Lafarge Malayan Cement reported a YoY slight rise in consolidated revenue for the first quarter of 2013 but income from its cement division was impacted by a tough pricing environment. Its 2013 results are expected to be driven by key government infrastructure projects led by the Economic Transformation Programme (ETP) and 10th Malaysia Plan (10MP) and the company is also considering expanding capacity.
Consolidated revenues for the first quarter of 2013 were MYR644.9m (US$212m), slightly higher than the same period of last year. However, increased aggregate and concrete sales were offset by lower revenue generated from the cement sector due to pricing pressures which continue to prevail. Profit before tax for the current quarter of MYR73.4m was 16 per cent lower compared to MYR87.1m in the same period last year, mainly due to lower cement prices.
Compared to the fourth quarter of last year revenue was down by seven per cent mainly due to lower volumes as a result of the festive season during the first quarter. Profit before tax in the current quarter of MYR73.4m was lower compared to the preceding quarter, attributed to lower sales volumes and plant maintenance.

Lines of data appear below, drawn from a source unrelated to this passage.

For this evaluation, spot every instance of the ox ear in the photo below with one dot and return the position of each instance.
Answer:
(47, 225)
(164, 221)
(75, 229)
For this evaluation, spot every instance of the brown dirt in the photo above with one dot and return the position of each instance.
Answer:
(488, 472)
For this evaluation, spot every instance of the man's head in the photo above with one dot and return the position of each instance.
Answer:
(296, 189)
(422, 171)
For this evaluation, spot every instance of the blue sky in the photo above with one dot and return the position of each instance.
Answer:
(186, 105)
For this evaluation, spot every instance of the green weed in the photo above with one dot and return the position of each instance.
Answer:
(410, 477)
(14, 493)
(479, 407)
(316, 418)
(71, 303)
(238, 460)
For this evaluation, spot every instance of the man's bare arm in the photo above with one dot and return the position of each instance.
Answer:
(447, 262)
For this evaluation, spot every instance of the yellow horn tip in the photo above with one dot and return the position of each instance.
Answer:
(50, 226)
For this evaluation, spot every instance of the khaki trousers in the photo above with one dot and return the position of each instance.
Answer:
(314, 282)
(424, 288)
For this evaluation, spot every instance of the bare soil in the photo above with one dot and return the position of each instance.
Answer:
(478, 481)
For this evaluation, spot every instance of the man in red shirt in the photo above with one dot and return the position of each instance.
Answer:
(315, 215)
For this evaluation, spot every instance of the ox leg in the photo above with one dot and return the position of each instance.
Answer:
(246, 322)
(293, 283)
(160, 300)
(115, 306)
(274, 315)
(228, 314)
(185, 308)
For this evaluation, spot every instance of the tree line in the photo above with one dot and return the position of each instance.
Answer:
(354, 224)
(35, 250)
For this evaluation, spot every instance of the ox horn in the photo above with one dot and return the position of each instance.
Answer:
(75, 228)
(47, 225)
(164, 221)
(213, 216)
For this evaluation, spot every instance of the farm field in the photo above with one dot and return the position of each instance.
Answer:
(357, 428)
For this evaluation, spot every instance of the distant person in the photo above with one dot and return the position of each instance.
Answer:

The company remains positive on the construction outlook for the remainder of 2013 due to the continued progress of key infrastructure projects and on going property development projects. "Domestic demand for cement and other building materials should continue to grow whilst the outlook for the export market is expected to be stable," the company said in a statement. On the pricing front, Lafarge Malayan Cement expects the current situation to be unsustainable and that pricing stability will return in the coming months.
Lafarge Malayan Cement is now looking to expand capacity, although according to the company's President and Chief Executive Officer Bradley Mulroney, the board has not finalised whether to focus on concrete or cement production in its expansion plan.